But many mourned the fate of Lauren Lee’s Three Birds, a mural located on an east-facing wall on the northwest corner of Roosevelt and Third Streets in the Roosevelt Row arts district until the building’s destruction earlier this year. The company demolishing the building, Baron Properties, announced it would be working with Lee to create an exterior design element featuring three of her iconic birds, but Lee has been keeping busy in the meantime with other projects – including painting the first public mural commission by the City of Tempe. It's located next to Jaycee Park, in a residential neighborhood not far from downtown Tempe.

Lee’s newest mural, completed just this week, features a woman lying on her side with waves of hair that mirror the shape of gentle, rolling hills. She’s adorned with nearly 100 flowers and accompanied by five birds — including three located near her feet, where people have already started stopping to take photos the way they once did at her Roosevelt Row mural. Community involvement in this work actually started last year, when finalists for the mural project that drew dozens of submissions got to present their ideas to both the City and members of the community.

“The community said they wanted an iconic mural,” Lee says. But she wanted to do more than simply replicate her prior Three Birds piece, which was the first mural she ever painted. “I wanted something that people would come and interact with,” she says. “There are lots of little activated spaces,” she says. Lee describes one spot with two birds located near the reclined figure's head as a “perfect spot” for taking pictures of kids.

Lee started painting the mural on May 5, hoping to finish by June 15. It took about a week longer than expected, in part because the summer heat limited the number of hours she could work on the piece each day. For the most part, Lee told us, she’s been painting Monday through Friday from at least 8 a.m. to noon.

“I set out to create a landmark,” she says of her new mural. Titled Don’t Wake the Dreamer, the piece is 16 feet long and 153 feet high. After Lee picked the background color, the City painted the wall she began by painting a simple, dark outline filled in one section at a time with additional color and detail. “All the decisions are complex ones,” she told New Times when she about midway through the process. When the time came to paint the first rose, for example, Lee says she had to choose a style, technique, color, brush shape, and more. “It’s very interpretive and intuitive,” she says of bringing the design to life.

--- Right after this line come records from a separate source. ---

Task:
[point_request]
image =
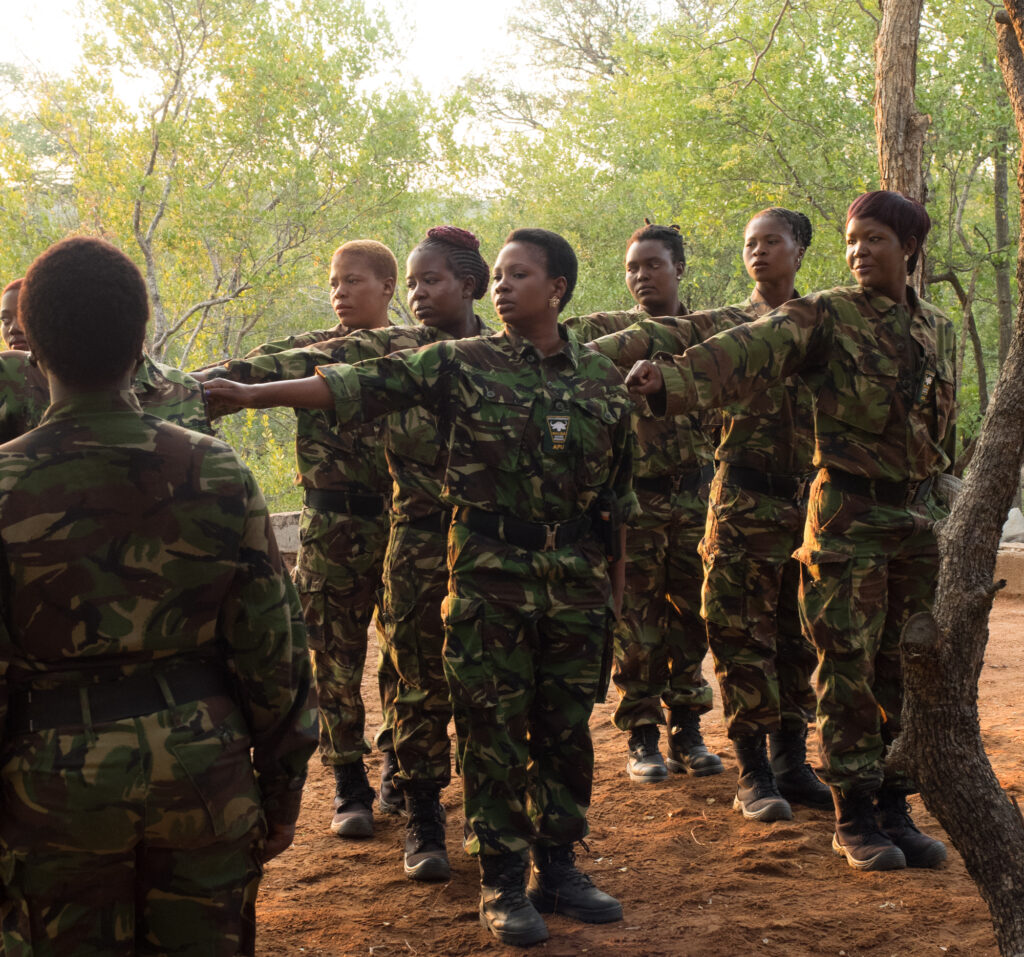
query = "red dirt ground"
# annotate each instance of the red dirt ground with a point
(693, 877)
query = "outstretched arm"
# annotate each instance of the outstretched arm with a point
(311, 392)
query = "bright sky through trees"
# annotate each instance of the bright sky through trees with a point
(442, 40)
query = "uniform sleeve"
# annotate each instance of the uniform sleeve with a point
(261, 623)
(740, 361)
(624, 445)
(377, 387)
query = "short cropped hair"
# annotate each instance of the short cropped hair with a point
(904, 216)
(798, 223)
(380, 258)
(462, 254)
(84, 309)
(558, 254)
(669, 235)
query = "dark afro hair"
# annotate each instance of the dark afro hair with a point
(462, 253)
(904, 216)
(84, 309)
(670, 235)
(799, 224)
(558, 254)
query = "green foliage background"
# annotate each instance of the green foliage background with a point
(229, 145)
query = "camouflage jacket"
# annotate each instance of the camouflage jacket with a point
(163, 391)
(325, 457)
(772, 430)
(881, 374)
(538, 437)
(663, 446)
(414, 446)
(129, 544)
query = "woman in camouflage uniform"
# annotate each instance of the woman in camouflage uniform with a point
(156, 696)
(880, 362)
(539, 447)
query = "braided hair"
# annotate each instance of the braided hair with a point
(670, 235)
(462, 254)
(799, 224)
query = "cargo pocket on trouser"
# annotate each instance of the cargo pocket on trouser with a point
(467, 664)
(210, 791)
(314, 610)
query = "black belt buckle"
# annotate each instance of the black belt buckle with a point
(911, 492)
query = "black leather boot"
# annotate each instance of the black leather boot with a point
(858, 837)
(505, 909)
(426, 856)
(757, 794)
(353, 816)
(796, 782)
(645, 763)
(898, 826)
(558, 886)
(687, 751)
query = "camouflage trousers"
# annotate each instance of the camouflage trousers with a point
(866, 569)
(524, 634)
(141, 837)
(660, 642)
(763, 661)
(338, 574)
(412, 639)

Lee’s hatchback car, loaded with supplies including boxes filled with paints and the bright toy beach pails that sometimes hold multiple brushes while she’s working, sat parked on gravel adjacent to the foot-end of her mural as she painted. Most days she donned sunglasses, a hat, and a bandana-style scarf. And she kept her favorite ladder handy for painting the tallest parts of the mural, including flowers that reach 10 feet high.

Painting such a large work can be overwhelming, she says. “I really have to take it step by step.” Lee says she approached painting the mural like as if it was an athletic event, which meant no texting or other distractions, and got massages every two weeks or so during the mural painting process. But the work was well worth it. The City of Tempe commissioned the piece for $12,000.

It’s the people she met while painting that really made the project special, she says. One woman stopped to tell her about a girl who had died near the area, saying she would always think of the mural as a memorial to the child. “Everyone has their story,” Lee says. “I think that this could be a national piece.”